Also, (I am not an expert, so please check with others) the DWELL when contacts are closed is important for the coil to get sufficient magnetic charge to achieve the required voltage when they OPEN to discharge across the Spark-plug (or other weakest point of resistance).
Detail:
The coil is an inductor: (Sorry if I am teaching the experts my lack of understanding?) so Inductors start at high voltage when the contacts close and 90degrees out-of-phase they are at "zero" current, but rising rapidly (Held back by the back-emf of the inductance of the coil). The energy stored in the coil is proportional to current, so the contacts need to close for long enough to charge the coil.

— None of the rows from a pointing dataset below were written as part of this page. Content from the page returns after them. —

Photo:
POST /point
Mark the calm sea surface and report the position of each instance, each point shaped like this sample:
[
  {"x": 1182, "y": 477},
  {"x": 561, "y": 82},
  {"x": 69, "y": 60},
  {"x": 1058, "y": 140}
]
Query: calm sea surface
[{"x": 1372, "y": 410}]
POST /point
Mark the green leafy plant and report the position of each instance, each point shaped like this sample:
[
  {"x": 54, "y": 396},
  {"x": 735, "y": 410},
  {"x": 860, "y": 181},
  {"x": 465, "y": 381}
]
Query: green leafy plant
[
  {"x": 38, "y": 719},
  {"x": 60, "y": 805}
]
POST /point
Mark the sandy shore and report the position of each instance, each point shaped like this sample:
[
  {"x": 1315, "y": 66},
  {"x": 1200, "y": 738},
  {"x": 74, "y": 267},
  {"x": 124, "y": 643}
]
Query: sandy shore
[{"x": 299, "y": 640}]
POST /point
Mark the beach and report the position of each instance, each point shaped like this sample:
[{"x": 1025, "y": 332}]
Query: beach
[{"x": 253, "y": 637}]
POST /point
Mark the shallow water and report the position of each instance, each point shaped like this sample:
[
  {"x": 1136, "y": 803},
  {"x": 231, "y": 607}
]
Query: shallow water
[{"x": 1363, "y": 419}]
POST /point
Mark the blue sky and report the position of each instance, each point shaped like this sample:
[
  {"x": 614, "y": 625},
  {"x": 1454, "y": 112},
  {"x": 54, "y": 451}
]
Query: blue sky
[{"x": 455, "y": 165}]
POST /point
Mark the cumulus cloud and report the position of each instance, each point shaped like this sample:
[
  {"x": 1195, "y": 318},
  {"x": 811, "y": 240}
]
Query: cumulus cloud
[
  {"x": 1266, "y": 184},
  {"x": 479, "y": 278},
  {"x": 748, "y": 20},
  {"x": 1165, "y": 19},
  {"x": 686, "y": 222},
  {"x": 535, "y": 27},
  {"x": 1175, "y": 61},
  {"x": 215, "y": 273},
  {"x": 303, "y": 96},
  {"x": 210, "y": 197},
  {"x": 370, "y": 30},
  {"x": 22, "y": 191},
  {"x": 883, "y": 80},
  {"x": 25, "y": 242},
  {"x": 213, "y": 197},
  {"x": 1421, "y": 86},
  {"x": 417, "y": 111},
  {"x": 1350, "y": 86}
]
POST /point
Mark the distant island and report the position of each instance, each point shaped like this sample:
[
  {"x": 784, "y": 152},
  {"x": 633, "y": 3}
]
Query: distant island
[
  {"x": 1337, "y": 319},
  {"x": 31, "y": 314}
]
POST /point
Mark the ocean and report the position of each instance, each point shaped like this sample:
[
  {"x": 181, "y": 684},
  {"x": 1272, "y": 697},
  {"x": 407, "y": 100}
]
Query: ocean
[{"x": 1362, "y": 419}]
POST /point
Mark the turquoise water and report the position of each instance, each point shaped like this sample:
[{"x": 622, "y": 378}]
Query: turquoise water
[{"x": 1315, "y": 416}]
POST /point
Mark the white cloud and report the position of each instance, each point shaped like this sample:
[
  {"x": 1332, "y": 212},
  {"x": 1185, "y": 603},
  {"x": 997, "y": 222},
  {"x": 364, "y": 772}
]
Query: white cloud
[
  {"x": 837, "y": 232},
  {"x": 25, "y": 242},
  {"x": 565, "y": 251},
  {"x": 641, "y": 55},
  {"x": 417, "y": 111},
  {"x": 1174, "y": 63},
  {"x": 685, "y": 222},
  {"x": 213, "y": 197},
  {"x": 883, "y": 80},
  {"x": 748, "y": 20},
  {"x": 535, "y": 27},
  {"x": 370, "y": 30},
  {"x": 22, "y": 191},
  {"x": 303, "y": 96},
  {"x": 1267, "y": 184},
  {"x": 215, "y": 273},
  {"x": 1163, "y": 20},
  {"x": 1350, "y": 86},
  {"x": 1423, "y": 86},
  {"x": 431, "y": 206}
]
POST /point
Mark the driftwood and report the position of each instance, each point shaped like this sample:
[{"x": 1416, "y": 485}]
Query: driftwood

Then when the points open, the coil wants to dump all that energy - and does so across the easiest path - which is the spark-plug gap if all other resistances are big enough. But if the contact gap is too small, then the energy may arc across this gap as the resistance of the air can't resist the voltage of the primary coil. - Or if you put a big capacitor across the points it will rush into the capacitor instead! - So insufficient spark to ignite the fuel-air mixture. Incidentally the fuel air mixture at 10:1 compression has effectively 10 times the resistance of the same gap in ambient air. Hence the need for the coil to generate a few thousand volts! (to jump a 25 thou gap) compared to the primary voltage being 6 ~ 12V. (across the 15 thou points gap). At the points, the arc starts when the gap is just forming - less than 1/10th of a thou - and the ionised gases then conduct the arc as it is drawn-out with the points gap opening. If the gap opens quickly, it will cool the arc quickly as it is drawn-out, and naturally will quench as the incoming gas is resistive, as opposed to the conductance of the ions from the arc. But if the spark cannot strike on the spark-plug, instead of most of the coil's energy being dissipated across the spark plug, it all dissipates across the points - burning the contact points rapidly.
Or at least I think that is what is happening?
So you may be able to get a "Dwell meter" to check what your points are doing? (Motor Racing tuners usually need them).
And please check the capacitor across contacts is a correct size/type? (I had one partly fail on a Honda, and blew the exhaust silencer open with the mis-fire!).
And check points gap versus coil type and compression ratio? - Are the points showing signs of arcing? (Use a magnifying glass).
Finally, check the spark plug type and gap is appropriate. (A wrong plug type stopped my mates 2-stroke motorbike from running, but it always started easily.).
If you have "suppressing" HT leads, or plug cap. then that may also be the problem. (I had a mis-fire on my motorbike due to a suppressing plug cap being over 15KOhm, not the designed 10KOhm.).
Maybe the battery can't sustain the current required? - I have a digital radio that takes disposable batteries - then eats them - but hardly works at all with rechargables, as they can't sustain the voltage (which is 25% lower anyway). So maybe you need NiCads, not Nickel-metal hydrides?